“That the generations to come might know, and the children yet unborn; that they in their turn might tell it to their children.” Psalm 78:6
As we were packing up our former residence several years ago to move to our current one, we discovered a few treasures that had long gone unnoticed. One was an old King James Bible that had belonged to my great-grandfather. At first I didn’t know what to do with it, but neither did I want to discard it. Dusty from sitting on a high bookshelf, its old leather binding cracked from age, but examining it I noticed pages that were tattered and worn from usage more than age. From a handwritten inscription I learned that it had been a Christmas gift to him from my grandmother and great-aunt in 1911.
My great-grandfather, Robert Boyle, died in 1924 long before I was born, so I never knew him nor a great deal about him. What I do know is that he was an Irish immigrant, moving his young family to the U.S. in 1889 where he established a sheep ranch in northern Texas. His grandchildren called him Grandpa, a touching coincidence since that is what my grandkids call me. In his younger days he had studied theology at the University of Edinburgh in preparation for ministry in the Presbyterian Church, but never pursued that profession. Yet, it does speak to his regular reading of scripture.
I do not know a lot of other details about his life other than these, except that I realized something I had never considered before when I discovered his old King James Bible. What my great-grandfather had done, unknowingly perhaps, was to leave a great legacy to his successors; for in reading the notes he scribbled in the margins and the verses that were dog-eared it is obvious he was a man of great character, high moral values, a student of scripture and a man of God. Now here it is a hundred years later, and he is still making a difference in people’s lives – namely mine. What a legacy!

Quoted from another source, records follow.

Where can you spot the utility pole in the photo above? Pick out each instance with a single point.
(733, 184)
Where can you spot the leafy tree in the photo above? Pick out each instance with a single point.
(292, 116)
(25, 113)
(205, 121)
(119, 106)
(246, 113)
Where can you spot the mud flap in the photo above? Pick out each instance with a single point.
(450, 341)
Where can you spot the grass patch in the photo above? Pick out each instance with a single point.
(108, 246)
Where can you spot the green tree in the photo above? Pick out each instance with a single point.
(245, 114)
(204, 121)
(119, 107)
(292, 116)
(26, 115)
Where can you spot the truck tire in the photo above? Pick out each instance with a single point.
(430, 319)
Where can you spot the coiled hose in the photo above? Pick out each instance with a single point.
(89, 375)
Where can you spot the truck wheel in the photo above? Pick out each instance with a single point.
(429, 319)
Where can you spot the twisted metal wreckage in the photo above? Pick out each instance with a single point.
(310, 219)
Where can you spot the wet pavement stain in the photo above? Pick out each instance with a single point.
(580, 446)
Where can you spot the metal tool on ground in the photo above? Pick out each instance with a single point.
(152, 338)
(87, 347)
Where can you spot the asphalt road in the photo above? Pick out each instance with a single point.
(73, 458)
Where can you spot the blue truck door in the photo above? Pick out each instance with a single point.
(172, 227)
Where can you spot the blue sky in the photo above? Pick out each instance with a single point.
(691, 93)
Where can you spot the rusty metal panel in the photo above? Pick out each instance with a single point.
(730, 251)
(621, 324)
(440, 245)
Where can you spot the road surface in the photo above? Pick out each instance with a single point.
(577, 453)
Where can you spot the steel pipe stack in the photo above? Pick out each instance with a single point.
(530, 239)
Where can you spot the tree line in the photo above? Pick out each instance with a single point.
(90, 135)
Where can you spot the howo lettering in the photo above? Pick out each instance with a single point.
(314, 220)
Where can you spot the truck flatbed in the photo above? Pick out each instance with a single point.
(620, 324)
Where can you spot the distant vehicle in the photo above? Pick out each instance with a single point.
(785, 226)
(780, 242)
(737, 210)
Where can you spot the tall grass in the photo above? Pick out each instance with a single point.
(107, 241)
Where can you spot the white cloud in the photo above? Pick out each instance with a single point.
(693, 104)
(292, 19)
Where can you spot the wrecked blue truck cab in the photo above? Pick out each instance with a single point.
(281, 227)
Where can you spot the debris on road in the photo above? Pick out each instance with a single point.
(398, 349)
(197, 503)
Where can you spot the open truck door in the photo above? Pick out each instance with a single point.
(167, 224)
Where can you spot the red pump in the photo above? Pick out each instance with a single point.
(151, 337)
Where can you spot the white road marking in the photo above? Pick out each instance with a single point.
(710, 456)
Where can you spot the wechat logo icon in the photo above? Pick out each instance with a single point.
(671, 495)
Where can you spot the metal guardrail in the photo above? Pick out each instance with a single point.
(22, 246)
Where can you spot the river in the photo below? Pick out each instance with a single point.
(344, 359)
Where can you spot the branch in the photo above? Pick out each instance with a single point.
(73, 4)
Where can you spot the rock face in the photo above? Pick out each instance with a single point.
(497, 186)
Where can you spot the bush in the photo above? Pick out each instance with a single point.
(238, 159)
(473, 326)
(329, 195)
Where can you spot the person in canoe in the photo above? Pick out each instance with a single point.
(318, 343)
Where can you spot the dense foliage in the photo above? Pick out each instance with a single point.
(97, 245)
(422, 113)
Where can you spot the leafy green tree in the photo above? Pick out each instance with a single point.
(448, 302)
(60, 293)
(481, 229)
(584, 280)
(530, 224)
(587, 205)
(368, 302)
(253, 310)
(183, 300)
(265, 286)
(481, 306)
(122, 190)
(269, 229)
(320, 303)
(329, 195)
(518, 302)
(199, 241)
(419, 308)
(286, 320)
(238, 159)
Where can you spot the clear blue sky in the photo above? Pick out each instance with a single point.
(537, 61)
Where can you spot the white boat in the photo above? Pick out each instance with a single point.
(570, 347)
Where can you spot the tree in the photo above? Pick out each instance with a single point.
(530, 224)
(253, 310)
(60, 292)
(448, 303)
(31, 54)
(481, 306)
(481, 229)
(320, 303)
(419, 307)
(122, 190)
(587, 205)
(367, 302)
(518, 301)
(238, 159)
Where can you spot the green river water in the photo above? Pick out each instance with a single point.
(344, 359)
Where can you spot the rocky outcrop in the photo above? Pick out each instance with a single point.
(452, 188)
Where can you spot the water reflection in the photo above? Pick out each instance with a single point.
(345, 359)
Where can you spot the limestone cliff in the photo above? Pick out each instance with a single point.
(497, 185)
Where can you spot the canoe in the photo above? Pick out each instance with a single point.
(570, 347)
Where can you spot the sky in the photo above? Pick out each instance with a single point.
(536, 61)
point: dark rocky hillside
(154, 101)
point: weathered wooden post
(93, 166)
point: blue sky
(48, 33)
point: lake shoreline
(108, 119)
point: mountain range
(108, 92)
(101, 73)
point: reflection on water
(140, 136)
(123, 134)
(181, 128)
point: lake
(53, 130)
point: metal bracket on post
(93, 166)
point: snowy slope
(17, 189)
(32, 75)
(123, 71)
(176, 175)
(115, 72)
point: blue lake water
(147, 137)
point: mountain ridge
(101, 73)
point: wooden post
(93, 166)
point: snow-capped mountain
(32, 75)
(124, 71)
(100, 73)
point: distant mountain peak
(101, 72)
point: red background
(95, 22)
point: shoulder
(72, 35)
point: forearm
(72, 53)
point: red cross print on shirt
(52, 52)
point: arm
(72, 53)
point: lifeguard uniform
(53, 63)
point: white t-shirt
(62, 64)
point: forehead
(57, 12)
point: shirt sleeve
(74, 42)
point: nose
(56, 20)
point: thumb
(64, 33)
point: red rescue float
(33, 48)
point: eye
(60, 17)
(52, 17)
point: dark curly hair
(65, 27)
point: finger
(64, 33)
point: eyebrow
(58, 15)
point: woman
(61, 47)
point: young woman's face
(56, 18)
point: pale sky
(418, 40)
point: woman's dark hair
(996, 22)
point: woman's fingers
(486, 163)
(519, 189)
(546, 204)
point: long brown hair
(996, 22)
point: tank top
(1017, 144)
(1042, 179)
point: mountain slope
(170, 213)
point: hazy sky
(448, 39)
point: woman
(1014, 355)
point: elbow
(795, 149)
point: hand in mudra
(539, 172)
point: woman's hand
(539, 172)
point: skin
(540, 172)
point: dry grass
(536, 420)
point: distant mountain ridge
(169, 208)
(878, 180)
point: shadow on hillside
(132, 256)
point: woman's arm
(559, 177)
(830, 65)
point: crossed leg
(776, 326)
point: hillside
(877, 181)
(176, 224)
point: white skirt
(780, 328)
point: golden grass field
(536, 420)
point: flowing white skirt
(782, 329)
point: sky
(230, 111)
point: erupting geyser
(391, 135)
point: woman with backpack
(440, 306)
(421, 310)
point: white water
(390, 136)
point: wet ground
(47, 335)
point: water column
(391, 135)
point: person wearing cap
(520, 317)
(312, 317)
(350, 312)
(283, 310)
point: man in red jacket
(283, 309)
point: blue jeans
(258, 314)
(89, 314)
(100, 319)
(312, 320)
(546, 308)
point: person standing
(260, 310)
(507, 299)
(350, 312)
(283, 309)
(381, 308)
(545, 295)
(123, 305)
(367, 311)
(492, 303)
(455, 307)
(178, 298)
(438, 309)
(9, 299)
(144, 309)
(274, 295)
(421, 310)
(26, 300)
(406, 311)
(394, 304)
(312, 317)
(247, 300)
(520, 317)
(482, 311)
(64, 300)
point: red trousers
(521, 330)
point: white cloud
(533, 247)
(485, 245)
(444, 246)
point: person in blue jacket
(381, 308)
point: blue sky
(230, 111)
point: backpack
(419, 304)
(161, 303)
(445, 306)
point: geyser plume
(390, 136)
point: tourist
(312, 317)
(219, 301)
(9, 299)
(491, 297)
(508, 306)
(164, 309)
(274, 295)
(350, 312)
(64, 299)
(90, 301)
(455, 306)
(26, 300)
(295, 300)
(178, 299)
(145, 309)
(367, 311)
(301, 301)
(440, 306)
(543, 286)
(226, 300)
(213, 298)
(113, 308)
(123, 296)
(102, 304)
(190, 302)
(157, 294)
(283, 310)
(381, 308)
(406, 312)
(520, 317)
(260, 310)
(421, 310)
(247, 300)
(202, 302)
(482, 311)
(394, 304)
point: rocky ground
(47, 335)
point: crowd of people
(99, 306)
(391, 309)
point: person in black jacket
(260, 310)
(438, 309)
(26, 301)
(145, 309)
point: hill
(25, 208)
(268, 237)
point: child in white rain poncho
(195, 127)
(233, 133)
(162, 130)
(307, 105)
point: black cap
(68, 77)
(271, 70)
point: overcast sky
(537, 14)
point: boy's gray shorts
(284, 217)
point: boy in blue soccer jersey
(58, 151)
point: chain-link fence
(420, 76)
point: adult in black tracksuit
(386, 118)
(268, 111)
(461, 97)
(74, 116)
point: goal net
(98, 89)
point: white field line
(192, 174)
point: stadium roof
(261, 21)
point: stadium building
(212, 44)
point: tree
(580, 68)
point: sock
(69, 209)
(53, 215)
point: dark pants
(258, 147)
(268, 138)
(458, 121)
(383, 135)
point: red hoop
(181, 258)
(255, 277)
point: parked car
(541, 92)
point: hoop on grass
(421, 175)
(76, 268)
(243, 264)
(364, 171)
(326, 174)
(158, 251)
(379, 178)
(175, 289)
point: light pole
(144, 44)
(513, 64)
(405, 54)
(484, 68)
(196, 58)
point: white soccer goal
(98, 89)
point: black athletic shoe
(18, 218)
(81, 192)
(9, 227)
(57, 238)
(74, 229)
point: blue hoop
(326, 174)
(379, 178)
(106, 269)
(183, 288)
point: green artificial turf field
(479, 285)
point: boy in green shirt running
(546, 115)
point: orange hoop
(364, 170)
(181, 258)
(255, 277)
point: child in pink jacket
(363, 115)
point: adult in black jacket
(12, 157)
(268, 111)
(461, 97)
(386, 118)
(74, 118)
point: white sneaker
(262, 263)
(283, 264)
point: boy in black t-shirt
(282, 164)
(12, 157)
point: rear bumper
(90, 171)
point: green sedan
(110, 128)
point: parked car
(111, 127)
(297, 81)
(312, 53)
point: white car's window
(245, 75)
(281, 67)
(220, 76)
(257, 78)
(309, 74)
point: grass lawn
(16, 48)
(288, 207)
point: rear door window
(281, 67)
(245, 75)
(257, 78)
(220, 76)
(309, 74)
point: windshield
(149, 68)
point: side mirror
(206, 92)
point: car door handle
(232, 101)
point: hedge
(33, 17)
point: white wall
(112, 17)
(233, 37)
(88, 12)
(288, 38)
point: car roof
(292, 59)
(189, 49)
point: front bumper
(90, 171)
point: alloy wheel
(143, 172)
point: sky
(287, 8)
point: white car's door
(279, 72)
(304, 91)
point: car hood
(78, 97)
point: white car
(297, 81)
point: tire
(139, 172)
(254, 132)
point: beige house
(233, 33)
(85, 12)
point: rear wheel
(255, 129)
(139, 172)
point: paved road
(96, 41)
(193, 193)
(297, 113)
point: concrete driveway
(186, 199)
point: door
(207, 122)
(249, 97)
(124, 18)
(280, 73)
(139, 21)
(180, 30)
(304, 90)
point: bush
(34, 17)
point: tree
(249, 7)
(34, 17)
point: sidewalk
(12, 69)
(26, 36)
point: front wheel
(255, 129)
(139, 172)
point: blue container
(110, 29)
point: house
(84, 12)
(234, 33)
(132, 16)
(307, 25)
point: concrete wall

How much, I wonder, do we consider our own legacies, the ones that really matter? Grandpa Boyle’s old Bible made me pause and give some thought to that. Will I leave that kind of inspired legacy that will endure a hundred years or more? I need to be thinking about that so “. . . the generations to come might know, and the children yet unborn . . .” As a reminder we have given his old Bible a prominent place in our home today where it lays open to that very scripture, Psalm 78.